O resultado é um mercado de energia cada vez mais desigual. Enquanto algumas empresas conseguem garantir eletricidade a preços fixos durante 10 ou 15 anos através de PPAs, as famílias estão sujeitas às flutuações do mercado grossista e às decisões da reguladora. A falta de transparência nestes contratos corporativos torna difícil saber exatamente quem está a pagar o quê, mas os especialistas concordam: os custos da rede e dos serviços de sistema acabam por ser suportados desproporcionalmente pelos consumidores mais vulneráveis.

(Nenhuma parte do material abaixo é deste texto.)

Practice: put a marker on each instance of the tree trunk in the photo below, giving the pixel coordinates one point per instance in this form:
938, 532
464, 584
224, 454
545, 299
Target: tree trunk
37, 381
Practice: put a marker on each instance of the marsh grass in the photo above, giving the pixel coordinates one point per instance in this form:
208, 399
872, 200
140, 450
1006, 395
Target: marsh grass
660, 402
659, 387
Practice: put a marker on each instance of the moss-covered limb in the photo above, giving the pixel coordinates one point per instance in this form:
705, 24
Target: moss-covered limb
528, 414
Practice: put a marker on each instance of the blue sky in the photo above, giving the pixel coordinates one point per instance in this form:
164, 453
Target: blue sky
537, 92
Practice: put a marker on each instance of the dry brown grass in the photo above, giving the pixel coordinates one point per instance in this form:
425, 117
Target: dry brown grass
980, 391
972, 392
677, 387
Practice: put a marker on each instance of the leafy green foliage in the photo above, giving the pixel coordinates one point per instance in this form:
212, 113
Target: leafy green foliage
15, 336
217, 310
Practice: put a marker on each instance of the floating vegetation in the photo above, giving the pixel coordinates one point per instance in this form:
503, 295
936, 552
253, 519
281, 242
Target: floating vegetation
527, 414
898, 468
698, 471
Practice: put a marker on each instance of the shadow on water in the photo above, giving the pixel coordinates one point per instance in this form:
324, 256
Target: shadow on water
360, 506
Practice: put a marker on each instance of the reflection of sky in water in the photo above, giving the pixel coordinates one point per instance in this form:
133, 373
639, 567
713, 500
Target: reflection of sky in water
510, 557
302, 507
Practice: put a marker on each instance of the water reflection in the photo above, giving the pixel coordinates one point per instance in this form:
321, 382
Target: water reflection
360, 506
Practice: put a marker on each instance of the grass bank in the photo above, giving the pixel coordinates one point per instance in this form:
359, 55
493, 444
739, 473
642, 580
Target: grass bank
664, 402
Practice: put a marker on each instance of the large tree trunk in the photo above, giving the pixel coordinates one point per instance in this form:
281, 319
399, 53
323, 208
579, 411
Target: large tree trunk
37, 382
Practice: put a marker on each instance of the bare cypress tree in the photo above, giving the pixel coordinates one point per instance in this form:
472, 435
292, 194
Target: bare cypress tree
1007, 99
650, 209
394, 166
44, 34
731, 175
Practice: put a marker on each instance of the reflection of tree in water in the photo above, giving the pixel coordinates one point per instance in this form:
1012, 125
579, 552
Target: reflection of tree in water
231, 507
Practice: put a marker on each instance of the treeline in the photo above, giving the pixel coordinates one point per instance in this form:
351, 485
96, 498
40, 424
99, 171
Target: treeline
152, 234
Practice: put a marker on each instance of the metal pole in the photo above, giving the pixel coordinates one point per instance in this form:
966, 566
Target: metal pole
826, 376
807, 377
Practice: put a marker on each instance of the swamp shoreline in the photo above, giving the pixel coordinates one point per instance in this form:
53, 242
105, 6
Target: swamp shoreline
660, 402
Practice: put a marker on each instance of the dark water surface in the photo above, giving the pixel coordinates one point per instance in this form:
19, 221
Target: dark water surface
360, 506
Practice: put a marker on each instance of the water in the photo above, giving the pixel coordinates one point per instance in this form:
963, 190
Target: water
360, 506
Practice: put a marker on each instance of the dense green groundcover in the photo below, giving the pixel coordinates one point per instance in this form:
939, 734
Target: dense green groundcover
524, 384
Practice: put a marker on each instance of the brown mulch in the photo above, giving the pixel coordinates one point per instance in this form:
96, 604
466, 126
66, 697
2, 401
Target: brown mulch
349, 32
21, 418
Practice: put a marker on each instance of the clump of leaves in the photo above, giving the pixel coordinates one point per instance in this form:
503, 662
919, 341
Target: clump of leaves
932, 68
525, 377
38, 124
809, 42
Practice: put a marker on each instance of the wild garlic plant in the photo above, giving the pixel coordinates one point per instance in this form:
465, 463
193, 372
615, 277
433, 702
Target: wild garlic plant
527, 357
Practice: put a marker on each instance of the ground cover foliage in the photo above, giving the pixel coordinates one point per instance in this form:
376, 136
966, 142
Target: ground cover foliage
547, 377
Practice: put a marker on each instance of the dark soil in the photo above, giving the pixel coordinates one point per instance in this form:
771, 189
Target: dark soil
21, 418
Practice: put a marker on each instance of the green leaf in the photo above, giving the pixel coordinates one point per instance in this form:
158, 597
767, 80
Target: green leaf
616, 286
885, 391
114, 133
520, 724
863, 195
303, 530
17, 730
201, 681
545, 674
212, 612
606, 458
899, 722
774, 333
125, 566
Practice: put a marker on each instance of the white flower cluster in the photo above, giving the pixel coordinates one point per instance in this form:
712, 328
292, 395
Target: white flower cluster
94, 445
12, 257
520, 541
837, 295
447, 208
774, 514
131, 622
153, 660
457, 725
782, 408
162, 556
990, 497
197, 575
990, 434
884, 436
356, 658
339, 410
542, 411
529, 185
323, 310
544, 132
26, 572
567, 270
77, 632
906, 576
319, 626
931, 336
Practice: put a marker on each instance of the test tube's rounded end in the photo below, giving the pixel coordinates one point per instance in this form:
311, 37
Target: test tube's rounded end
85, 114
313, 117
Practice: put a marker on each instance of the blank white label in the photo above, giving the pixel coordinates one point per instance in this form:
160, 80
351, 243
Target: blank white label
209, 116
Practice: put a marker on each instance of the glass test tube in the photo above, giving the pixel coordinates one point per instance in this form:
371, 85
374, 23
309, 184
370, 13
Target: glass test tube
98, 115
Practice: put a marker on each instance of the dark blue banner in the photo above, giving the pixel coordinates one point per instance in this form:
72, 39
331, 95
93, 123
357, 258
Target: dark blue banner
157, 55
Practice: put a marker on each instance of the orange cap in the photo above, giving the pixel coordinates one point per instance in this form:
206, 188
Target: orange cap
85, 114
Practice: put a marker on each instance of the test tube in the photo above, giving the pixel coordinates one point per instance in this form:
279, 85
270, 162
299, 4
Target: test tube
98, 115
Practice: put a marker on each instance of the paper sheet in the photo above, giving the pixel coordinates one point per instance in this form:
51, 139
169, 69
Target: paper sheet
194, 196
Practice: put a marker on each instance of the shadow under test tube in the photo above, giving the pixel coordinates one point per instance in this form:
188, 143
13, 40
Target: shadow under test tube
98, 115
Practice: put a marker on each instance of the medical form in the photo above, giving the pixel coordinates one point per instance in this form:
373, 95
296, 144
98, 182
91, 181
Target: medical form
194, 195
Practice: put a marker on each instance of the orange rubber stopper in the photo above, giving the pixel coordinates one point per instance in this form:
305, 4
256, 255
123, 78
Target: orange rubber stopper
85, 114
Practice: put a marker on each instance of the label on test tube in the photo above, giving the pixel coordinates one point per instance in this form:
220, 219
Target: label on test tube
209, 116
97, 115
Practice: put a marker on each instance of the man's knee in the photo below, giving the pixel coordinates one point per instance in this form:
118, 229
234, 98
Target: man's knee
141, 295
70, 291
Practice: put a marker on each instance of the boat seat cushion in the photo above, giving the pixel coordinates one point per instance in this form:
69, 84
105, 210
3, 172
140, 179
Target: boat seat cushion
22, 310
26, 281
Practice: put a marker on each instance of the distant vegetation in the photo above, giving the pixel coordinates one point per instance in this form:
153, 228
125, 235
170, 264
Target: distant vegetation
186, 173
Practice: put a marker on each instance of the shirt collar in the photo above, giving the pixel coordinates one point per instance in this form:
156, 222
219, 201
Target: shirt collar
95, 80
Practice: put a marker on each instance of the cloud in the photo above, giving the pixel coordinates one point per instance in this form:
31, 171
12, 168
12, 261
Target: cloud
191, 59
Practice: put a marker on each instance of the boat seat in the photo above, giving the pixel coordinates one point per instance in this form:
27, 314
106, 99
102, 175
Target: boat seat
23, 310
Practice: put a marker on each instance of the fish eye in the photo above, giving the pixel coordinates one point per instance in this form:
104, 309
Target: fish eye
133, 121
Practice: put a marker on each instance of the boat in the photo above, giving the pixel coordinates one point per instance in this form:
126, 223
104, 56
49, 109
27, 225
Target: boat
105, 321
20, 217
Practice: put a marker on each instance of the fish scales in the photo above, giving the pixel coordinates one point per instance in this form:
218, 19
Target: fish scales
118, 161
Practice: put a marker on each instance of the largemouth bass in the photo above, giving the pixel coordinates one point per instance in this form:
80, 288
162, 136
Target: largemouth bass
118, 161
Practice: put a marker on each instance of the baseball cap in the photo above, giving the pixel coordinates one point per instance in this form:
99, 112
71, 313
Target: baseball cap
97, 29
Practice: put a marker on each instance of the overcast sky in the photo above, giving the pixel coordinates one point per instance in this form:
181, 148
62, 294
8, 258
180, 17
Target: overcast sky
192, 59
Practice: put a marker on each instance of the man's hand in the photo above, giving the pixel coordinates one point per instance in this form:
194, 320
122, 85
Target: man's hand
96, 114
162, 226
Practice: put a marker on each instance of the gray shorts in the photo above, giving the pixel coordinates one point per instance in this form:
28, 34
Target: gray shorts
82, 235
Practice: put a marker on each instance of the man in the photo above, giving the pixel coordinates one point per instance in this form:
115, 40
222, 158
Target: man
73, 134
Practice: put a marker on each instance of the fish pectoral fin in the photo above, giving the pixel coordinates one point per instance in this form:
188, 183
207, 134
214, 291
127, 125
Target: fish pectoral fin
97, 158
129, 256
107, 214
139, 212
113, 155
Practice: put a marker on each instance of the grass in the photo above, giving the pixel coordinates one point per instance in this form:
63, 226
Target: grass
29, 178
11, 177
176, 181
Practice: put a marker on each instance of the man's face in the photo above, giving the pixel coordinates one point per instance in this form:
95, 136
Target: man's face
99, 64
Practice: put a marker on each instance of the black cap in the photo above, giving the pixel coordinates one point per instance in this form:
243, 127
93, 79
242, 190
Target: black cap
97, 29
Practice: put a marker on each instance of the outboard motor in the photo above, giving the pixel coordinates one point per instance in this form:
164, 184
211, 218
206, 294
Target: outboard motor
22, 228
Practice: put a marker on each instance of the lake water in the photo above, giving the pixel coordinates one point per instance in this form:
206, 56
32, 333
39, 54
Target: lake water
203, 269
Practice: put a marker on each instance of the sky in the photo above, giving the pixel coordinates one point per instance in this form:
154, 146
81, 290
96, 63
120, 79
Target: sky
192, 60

Há ainda outro elemento nesta equação: o hidrogénio verde. Apresentado como a solução milagrosa para descarbonizar setores difíceis como a indústria pesada e os transportes, o hidrogénio consome quantidades enormes de eletricidade para ser produzido. Os projetos anunciados para Sines e outros pontos do país vão competir diretamente com as necessidades dos consumidores domésticos pelos mesmos recursos renováveis. A questão que ninguém quer fazer em voz alta é simples: vamos usar o nosso sol e vento para alimentar as casas dos portugueses ou para exportar energia sob a forma de hidrogénio?

A resposta, pelos planos atuais, parece inclinar-se para a segunda opção. Os fundos europeus e os investidores internacionais estão mais interessados em projetos de grande escala com retorno garantido do que na complexa tarefa de baixar a fatura da luz das famílias. Esta priorização reflete uma visão da transição energética como oportunidade de negócio antes de ser um serviço público. O risco é que, no final desta revolução verde, Portugal tenha parques solares e eólicos de classe mundial, mas continue a ter uma das energias mais caras da Europa.

A solução não é simples, mas começa por colocar as perguntas certas. Porque é que um país com tanto sol tem uma fatura elétrica tão pesada? Quem beneficia realmente dos investimentos em renováveis? Como garantir que a transição energética não aumenta ainda mais as desigualdades sociais? Estas são as questões que deveriam dominar o debate público sobre energia, em vez das habituais promessas vagas sobre um futuro mais verde. O tempo de olhar para além dos números das faturas e entender o jogo de poder por trás dos megawatts é agora.